Sagesses du 9 juin

L’organisation actuelle des sociétés chrétiennes est contraire au vrai sens de la loi chrétienne.

1

Presque toute la puissance de la raison humaine n’est pas dirigée vers la recherche des moyens d’alléger le travail des travailleurs, mais seulement vers la recherche des moyens d’alléger et d’embellir l’oisiveté des oisifs.

2

Les gens de notre temps se sont donné une vie contraire à la nature morale et physique de l’être humain, et ils déploient toutes leurs forces mentales pour persuader les gens que c’est là la vraie vie. Tout ce qui, de notre temps, porte le nom de culture : nos sciences, nos arts et nos progrès techniques — tout cela n’est qu’une tentative de tromper les exigences morales de l’être humain.

3

Si l’on jetait un regard sur notre monde, combien de folie on y verrait, combien de larmes on y verserait, de quel rire on rirait, combien de haine on ressentirait ! Nous agissons véritablement de telle sorte que nos actes sont à la fois ridicules, absurdes, pitoyables et odieux. Ici, un homme nourrit des chiens pour chasser des bêtes sauvages, et lui-même agit comme une bête ; là, un autre nourrit des bœufs et des ânes pour transporter des pierres, et pourtant il méprise des hommes qui meurent de faim ; il dépense de l’or en abondance pour tailler des hommes dans la pierre, alors que les hommes réels, ceux que le malheur a pétrifiés, il les laisse sans ressources. Un autre amasse de petites pierres précieuses et déploie de grands efforts à décorer des murs avec elles, mais la vue des membres des hommes ne le touche nullement. Certains inventent des vêtements pour protéger leurs vêtements, tandis que d’autres n’ont rien pour couvrir leur nudité.

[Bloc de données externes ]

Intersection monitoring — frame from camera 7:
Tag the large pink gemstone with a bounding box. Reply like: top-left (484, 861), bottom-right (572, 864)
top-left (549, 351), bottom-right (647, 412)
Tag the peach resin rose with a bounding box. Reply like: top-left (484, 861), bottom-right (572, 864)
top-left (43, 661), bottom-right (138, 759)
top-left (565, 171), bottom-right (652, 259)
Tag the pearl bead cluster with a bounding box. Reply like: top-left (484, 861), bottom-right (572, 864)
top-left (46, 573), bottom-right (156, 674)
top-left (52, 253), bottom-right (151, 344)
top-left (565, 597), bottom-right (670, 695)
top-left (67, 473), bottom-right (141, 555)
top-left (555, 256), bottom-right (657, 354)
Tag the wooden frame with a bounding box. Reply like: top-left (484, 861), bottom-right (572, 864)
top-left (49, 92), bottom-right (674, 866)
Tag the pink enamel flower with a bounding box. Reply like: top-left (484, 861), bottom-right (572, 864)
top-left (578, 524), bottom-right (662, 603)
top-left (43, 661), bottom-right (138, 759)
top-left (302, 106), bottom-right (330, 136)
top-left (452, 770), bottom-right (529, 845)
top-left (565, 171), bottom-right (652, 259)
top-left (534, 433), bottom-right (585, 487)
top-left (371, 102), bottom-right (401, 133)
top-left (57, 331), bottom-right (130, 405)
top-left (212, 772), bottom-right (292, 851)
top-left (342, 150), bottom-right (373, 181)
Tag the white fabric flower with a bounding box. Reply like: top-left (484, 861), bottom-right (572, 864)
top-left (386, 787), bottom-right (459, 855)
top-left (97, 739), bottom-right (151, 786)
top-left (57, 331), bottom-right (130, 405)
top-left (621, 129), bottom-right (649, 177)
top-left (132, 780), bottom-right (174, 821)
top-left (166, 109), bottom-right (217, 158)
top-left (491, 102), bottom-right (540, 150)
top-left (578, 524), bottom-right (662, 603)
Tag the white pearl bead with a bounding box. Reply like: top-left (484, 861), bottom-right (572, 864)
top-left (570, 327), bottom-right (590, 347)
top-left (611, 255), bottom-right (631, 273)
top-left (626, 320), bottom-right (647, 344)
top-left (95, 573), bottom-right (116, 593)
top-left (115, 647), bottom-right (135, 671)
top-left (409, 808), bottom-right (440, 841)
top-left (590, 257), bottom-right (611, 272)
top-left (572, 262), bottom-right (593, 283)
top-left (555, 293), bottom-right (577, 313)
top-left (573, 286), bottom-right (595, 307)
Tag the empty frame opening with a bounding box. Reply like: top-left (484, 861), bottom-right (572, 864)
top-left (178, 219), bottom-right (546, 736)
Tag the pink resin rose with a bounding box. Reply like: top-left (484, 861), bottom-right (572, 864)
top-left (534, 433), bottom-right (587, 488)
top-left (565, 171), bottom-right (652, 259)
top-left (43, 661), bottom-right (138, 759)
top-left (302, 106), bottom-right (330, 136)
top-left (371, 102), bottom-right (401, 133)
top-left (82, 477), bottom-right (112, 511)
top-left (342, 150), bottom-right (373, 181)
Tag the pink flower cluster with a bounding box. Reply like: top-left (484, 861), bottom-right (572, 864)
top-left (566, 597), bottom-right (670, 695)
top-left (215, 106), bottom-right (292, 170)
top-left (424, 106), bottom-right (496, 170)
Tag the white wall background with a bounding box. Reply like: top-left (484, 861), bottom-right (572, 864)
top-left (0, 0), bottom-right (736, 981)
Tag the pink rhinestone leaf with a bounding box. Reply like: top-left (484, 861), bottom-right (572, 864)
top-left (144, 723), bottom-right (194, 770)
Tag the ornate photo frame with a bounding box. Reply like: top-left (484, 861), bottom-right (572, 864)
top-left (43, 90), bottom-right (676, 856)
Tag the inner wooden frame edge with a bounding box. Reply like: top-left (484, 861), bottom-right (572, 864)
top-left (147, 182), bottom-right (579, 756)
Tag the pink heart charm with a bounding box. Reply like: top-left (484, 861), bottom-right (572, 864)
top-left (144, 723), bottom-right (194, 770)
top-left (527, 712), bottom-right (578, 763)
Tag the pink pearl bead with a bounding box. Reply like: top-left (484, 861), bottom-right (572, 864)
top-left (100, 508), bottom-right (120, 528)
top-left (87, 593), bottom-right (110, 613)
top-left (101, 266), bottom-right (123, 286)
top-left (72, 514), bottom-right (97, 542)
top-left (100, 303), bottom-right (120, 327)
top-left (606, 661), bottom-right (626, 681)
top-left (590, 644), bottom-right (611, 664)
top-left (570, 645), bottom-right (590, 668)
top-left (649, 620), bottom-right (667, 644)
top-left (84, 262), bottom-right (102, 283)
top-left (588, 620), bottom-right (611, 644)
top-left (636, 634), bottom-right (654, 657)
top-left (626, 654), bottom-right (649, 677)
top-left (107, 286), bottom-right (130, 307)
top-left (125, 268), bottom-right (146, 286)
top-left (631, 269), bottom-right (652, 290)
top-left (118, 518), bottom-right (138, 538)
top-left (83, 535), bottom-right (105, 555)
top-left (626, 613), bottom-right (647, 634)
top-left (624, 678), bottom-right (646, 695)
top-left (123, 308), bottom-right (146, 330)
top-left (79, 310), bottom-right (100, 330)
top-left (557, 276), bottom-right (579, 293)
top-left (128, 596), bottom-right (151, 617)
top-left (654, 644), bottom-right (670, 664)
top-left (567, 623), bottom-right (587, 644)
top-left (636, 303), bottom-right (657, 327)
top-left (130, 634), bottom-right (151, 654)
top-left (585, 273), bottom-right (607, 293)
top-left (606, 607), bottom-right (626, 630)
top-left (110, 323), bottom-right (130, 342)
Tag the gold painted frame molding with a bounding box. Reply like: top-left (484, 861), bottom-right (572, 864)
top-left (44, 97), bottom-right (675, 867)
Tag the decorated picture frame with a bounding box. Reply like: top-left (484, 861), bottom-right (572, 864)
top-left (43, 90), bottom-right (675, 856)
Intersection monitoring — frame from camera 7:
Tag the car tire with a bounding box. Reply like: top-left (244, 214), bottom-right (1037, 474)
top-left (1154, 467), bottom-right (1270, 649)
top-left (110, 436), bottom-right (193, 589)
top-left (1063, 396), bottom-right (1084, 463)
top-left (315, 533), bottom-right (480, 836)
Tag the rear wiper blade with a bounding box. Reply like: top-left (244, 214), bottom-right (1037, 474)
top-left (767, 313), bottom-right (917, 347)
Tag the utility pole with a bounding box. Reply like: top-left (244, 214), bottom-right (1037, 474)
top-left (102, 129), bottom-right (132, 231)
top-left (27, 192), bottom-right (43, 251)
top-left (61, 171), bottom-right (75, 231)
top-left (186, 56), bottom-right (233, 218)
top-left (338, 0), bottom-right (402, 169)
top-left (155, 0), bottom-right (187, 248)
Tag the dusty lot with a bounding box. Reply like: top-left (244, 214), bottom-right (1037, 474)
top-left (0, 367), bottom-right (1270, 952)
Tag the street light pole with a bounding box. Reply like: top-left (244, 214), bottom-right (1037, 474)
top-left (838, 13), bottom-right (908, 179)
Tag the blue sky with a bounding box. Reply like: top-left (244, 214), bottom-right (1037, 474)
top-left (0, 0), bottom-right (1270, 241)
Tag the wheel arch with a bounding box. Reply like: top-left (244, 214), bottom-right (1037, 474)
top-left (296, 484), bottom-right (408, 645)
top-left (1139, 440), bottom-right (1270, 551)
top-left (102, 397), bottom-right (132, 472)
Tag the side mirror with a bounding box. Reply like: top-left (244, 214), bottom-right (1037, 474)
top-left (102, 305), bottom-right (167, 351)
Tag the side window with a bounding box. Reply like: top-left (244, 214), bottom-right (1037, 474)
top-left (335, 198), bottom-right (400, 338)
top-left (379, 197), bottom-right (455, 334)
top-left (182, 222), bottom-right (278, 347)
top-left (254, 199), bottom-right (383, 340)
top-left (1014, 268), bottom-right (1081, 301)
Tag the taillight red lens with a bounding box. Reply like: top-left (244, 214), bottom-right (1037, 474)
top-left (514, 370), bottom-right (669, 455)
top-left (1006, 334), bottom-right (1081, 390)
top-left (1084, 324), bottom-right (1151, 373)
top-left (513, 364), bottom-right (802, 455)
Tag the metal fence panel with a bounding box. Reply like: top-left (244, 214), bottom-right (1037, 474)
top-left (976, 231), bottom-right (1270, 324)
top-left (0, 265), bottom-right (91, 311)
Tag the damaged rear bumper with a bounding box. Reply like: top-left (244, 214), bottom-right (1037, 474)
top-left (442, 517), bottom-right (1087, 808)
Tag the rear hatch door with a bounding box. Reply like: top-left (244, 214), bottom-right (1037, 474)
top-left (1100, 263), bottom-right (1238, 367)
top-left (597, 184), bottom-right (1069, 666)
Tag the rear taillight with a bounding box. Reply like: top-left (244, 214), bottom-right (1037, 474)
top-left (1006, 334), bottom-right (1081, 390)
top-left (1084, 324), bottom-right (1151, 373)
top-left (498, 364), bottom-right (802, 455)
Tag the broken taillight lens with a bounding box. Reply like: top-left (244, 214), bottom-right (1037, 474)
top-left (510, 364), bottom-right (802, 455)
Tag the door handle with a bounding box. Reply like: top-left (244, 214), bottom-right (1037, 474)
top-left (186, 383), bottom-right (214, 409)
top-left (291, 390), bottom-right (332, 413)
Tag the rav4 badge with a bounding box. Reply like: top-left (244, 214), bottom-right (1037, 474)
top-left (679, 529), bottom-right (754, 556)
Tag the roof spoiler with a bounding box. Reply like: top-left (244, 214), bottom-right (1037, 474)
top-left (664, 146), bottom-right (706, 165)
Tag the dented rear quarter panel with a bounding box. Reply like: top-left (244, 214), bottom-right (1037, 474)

L’un dépense tout son argent en prostituées et en oisifs, un autre en comédiens et en danseurs, un autre encore en bâtiments somptueux, en achat de domaines et de demeures. L’un passe son temps à compter les intérêts, un autre à compter les intérêts sur les intérêts, un autre encore rédige des papiers remplis de meurtres, sans pouvoir se reposer même la nuit, tandis qu’il travaille sans sommeil à la ruine d’autrui. À peine l’aube s’est-elle levée que quelqu’un se hâte après des profits iniques, qu’un autre les dépense en débauche, et que d’autres encore vont voler l’État. En général, les hommes se préoccupent tant de ce qui est superflu ou criminel, et ne donnent même pas une pensée passagère à ce qui est nécessaire.

Jean Chrysostome

4

De même qu’il est contraire à la loi de la nature qu’un enfant gouverne des adultes ou qu’un fou gouverne un homme sage, de même il est contraire à la loi de la nature qu’une poignée d’hommes soit rassasiée à l’excès tandis qu’une foule affamée est privée du nécessaire.

Rousseau

5

À l’âge du cannibalisme, les hommes se mangeaient les uns les autres en mangeant les corps d’autrui. Mais, malgré toutes les lois que les hommes ont établies, malgré les succès des sciences, des hommes puissants et sans cœur continuent aujourd’hui à vivre aux dépens des faibles, des malheureux et des insensés. Certes, ils ne mangent plus leur chair, ils ne boivent plus leur sang, mais ils vivent encore de leurs privations et de leurs besoins. Les pauvres, qui se brisent au travail et passent toute leur vie à se soucier de nourrir leur famille et eux-mêmes, sont en substance dévorés par leurs semblables. Quand on contemple la désagrégation du monde civilisé, ses troubles et ses larmes, ses rêves brisés et sa réalité pitoyable, ses famines et ses crimes, son humiliation et sa honte, on est forcé de conclure que le cannibalisme n’était pas une manière plus cruelle de vivre aux dépens d’autrui.

Lucy Mallory

Il y a toujours eu et il y aura toujours une seule tâche digne d’être à laquelle consacrer toute sa vie. Cette tâche consiste à entrer en relation avec les autres avec amour et à détruire les barrières qu’ils ont élevées entre eux.